J Chem Inf Model. 2013 Nov 25;53(11):2837-50. doi: 10.1021/ci400482e. Epub 2013 Nov 5.
In QSAR, a statistical model is generated from a training set of molecules (represented by chemical descriptors) and their biological activities. We will call this traditional type of QSAR model an "activity model". The activity model can be used to predict the activities of molecules not in the training set. A relatively new subfield for QSAR is domain applicability. The aim is to estimate the reliability of prediction of a specific molecule on a specific activity model. A number of different metrics have been proposed in the literature for this purpose. It is desirable to build a quantitative model of reliability against one or more of these metrics. We can call this an "error model". A previous publication from our laboratory (Sheridan J. Chem. Inf. Model., 2012, 52, 814-823.) suggested the simultaneous use of three metrics would be more discriminating than any one metric. An error model could be built in the form of a three-dimensional set of bins. When the number of metrics exceeds three, however, the bin paradigm is not practical. An obvious solution for constructing an error model using multiple metrics is to use a QSAR method, in our case random forest. In this paper we demonstrate the usefulness of this paradigm, specifically for determining whether a useful error model can be built and which metrics are most useful for a given problem. For the ten data sets and for the seven metrics we examine here, it appears that it is possible to construct a useful error model using only two metrics (TREE_SD and PREDICTED). These do not require calculating similarities/distances between the molecules being predicted and the molecules used to build the activity model, which can be rate-limiting.

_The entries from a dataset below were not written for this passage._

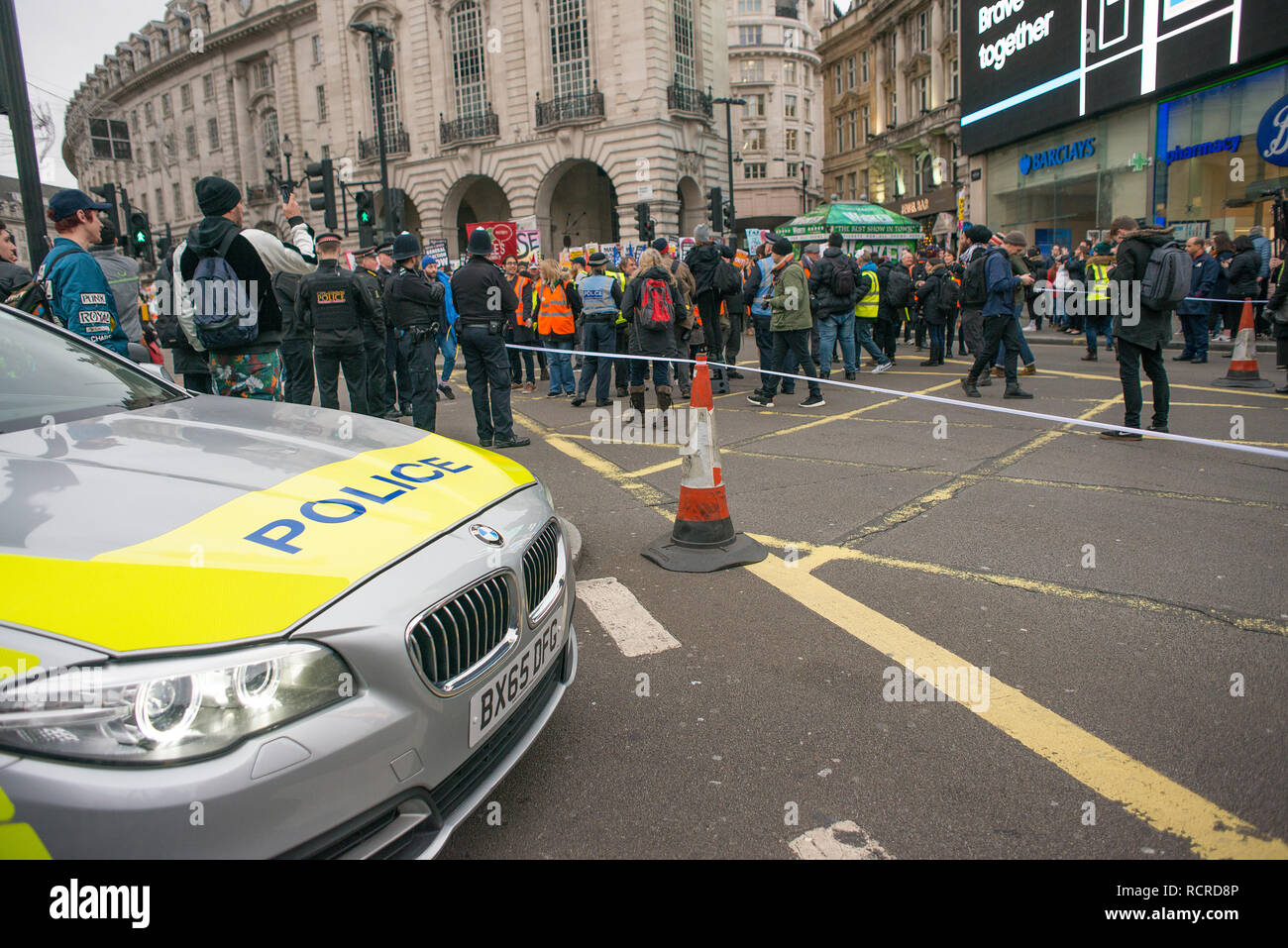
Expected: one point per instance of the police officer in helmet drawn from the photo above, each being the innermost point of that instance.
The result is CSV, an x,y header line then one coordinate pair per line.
x,y
485,304
373,333
413,307
338,308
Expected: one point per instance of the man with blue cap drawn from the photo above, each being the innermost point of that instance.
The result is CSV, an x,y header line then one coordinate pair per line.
x,y
75,285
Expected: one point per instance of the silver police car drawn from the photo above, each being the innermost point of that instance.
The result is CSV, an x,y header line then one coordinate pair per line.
x,y
249,629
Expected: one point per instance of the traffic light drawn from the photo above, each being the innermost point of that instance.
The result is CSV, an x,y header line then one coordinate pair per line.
x,y
322,181
366,218
141,236
108,193
644,223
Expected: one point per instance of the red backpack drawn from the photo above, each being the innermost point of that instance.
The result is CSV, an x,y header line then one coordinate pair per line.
x,y
656,308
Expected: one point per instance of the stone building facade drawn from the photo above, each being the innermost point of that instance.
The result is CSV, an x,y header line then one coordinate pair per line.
x,y
774,65
892,75
562,114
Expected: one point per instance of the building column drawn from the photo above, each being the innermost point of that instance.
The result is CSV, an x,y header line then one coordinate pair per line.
x,y
936,56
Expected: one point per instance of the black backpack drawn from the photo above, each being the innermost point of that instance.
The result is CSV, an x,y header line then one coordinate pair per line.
x,y
974,282
842,279
898,288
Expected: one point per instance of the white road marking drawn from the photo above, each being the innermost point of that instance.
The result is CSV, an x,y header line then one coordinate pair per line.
x,y
844,840
632,627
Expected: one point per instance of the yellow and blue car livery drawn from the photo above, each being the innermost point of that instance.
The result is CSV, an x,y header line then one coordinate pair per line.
x,y
243,629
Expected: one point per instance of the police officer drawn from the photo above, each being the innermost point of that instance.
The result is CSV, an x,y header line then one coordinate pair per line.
x,y
373,333
413,309
397,384
338,307
296,340
600,305
485,304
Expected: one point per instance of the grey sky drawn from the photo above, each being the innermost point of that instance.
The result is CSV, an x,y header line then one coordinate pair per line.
x,y
62,40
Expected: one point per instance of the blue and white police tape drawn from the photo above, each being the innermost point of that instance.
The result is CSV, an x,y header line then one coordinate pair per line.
x,y
936,399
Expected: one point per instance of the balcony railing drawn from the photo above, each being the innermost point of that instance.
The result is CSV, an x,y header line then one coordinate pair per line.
x,y
471,128
682,98
395,143
571,110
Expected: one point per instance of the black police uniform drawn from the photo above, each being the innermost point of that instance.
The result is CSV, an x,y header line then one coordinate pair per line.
x,y
296,340
413,309
374,343
336,305
485,303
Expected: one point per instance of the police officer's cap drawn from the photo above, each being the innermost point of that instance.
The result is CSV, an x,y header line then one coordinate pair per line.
x,y
404,245
480,243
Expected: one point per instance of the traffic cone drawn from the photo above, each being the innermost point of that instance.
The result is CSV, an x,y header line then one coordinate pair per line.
x,y
702,539
1243,361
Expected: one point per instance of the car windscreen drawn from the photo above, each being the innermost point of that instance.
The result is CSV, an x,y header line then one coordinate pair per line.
x,y
50,375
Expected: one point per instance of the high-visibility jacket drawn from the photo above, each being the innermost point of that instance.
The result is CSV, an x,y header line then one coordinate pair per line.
x,y
554,317
867,307
1099,274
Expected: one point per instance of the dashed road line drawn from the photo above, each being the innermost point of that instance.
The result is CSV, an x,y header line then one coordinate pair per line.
x,y
622,616
1212,832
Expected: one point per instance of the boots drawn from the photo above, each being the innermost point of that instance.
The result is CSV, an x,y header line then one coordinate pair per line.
x,y
664,403
636,393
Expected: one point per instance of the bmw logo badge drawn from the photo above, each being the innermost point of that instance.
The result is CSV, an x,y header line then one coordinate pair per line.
x,y
487,535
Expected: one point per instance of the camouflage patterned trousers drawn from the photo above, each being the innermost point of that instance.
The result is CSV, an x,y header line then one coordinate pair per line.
x,y
253,375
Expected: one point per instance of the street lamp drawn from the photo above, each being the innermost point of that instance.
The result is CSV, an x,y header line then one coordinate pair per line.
x,y
733,214
286,154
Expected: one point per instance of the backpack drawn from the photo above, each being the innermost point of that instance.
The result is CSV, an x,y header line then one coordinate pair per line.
x,y
728,279
974,282
1167,275
898,288
34,298
224,316
656,309
948,295
842,279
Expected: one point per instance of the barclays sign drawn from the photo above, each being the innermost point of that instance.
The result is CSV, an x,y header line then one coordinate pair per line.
x,y
1273,134
1051,158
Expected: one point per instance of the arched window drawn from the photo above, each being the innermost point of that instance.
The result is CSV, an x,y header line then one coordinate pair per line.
x,y
468,69
389,95
268,132
686,64
570,48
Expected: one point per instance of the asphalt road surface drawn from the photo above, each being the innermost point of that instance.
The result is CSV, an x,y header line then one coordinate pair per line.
x,y
1112,617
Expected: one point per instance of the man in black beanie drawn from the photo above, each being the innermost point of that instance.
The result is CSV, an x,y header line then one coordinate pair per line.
x,y
485,304
249,366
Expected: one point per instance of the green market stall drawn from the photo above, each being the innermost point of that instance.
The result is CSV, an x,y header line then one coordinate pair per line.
x,y
862,226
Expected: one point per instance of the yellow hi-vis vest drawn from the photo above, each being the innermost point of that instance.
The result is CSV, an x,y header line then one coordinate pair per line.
x,y
867,307
1099,288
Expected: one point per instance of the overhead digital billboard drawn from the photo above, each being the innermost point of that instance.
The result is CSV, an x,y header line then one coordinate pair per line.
x,y
1033,64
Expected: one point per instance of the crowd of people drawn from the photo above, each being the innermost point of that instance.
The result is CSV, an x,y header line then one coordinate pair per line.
x,y
308,318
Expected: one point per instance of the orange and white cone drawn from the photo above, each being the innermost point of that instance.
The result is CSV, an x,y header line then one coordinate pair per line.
x,y
1243,361
703,539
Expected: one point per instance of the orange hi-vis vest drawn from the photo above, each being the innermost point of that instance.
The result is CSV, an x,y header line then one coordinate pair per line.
x,y
555,313
520,286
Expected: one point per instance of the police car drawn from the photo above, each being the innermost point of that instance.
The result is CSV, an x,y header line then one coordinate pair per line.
x,y
249,629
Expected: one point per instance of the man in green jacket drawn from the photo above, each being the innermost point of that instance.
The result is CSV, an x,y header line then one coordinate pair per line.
x,y
790,324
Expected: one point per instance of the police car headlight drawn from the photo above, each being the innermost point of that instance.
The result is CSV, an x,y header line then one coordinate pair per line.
x,y
168,710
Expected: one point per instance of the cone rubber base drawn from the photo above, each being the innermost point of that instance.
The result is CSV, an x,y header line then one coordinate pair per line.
x,y
703,559
1225,382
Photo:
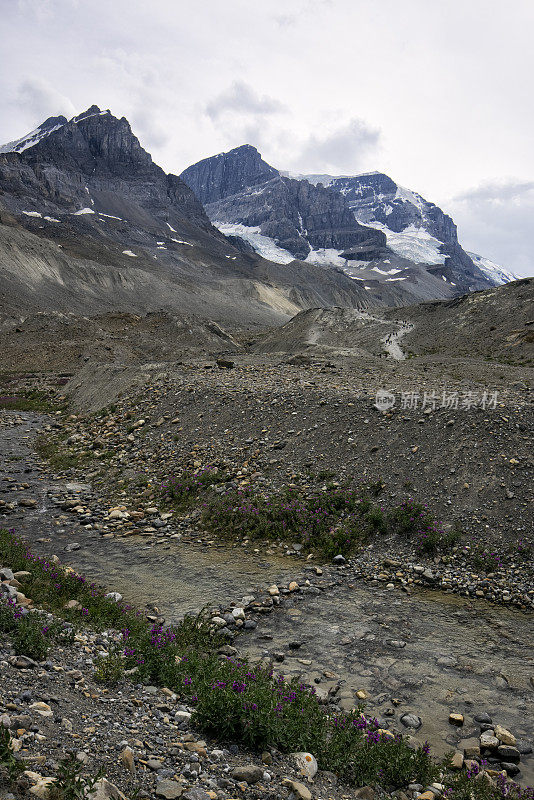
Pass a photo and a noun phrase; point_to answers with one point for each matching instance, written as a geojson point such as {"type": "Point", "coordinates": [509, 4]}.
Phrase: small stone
{"type": "Point", "coordinates": [127, 760]}
{"type": "Point", "coordinates": [471, 748]}
{"type": "Point", "coordinates": [488, 740]}
{"type": "Point", "coordinates": [104, 790]}
{"type": "Point", "coordinates": [42, 788]}
{"type": "Point", "coordinates": [306, 763]}
{"type": "Point", "coordinates": [411, 721]}
{"type": "Point", "coordinates": [504, 735]}
{"type": "Point", "coordinates": [365, 793]}
{"type": "Point", "coordinates": [301, 791]}
{"type": "Point", "coordinates": [249, 773]}
{"type": "Point", "coordinates": [508, 753]}
{"type": "Point", "coordinates": [43, 709]}
{"type": "Point", "coordinates": [511, 769]}
{"type": "Point", "coordinates": [168, 789]}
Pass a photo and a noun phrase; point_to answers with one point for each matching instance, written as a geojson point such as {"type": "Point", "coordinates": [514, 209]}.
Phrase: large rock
{"type": "Point", "coordinates": [170, 790]}
{"type": "Point", "coordinates": [249, 773]}
{"type": "Point", "coordinates": [306, 763]}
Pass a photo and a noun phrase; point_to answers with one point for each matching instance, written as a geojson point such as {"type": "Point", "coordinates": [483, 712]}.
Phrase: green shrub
{"type": "Point", "coordinates": [70, 783]}
{"type": "Point", "coordinates": [183, 490]}
{"type": "Point", "coordinates": [109, 669]}
{"type": "Point", "coordinates": [8, 762]}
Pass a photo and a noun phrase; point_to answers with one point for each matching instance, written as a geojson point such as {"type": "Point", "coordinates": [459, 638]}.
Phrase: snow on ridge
{"type": "Point", "coordinates": [34, 137]}
{"type": "Point", "coordinates": [31, 139]}
{"type": "Point", "coordinates": [413, 243]}
{"type": "Point", "coordinates": [263, 245]}
{"type": "Point", "coordinates": [492, 270]}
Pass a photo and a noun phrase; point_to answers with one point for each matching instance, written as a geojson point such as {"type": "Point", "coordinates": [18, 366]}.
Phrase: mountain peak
{"type": "Point", "coordinates": [228, 173]}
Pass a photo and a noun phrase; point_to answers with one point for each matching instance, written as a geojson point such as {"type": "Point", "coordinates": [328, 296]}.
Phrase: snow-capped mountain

在定量构效关系(QSAR)中,统计模型是从分子的训练集(用化学描述符表示)及其生物活性中生成的。我们将这种传统类型的 QSAR 模型称为“活性模型”。活性模型可用于预测未包含在训练集中的分子的活性。QSAR 的一个相对较新的子领域是领域适用性。目的是估计在特定活性模型上预测特定分子的可靠性。为此,文献中提出了许多不同的指标。理想情况下,针对一个或多个这些指标构建可靠性的定量模型。我们可以将其称为“误差模型”。我们实验室的先前出版物(Sheridan J. Chem. Inf. Model.,2012,52,814-823)表明,同时使用三种指标比使用任何一种指标更具辨别力。误差模型可以以三维的方式构建成一组箱。然而,当指标数量超过三个时,箱方法就不实用了。使用多个指标构建误差模型的一种明显方法是使用 QSAR 方法,在我们的情况下是随机森林。在本文中,我们展示了这种方法的有效性,特别是确定是否可以构建有用的误差模型以及哪些指标对于给定问题最有用。对于十个数据集和我们在这里检查的七个指标,似乎可以使用仅两个指标(TREE_SD 和 PREDICTED)构建有用的误差模型。这些指标不需要计算预测分子和构建活性模型的分子之间的相似性/距离,这可能会受到限制。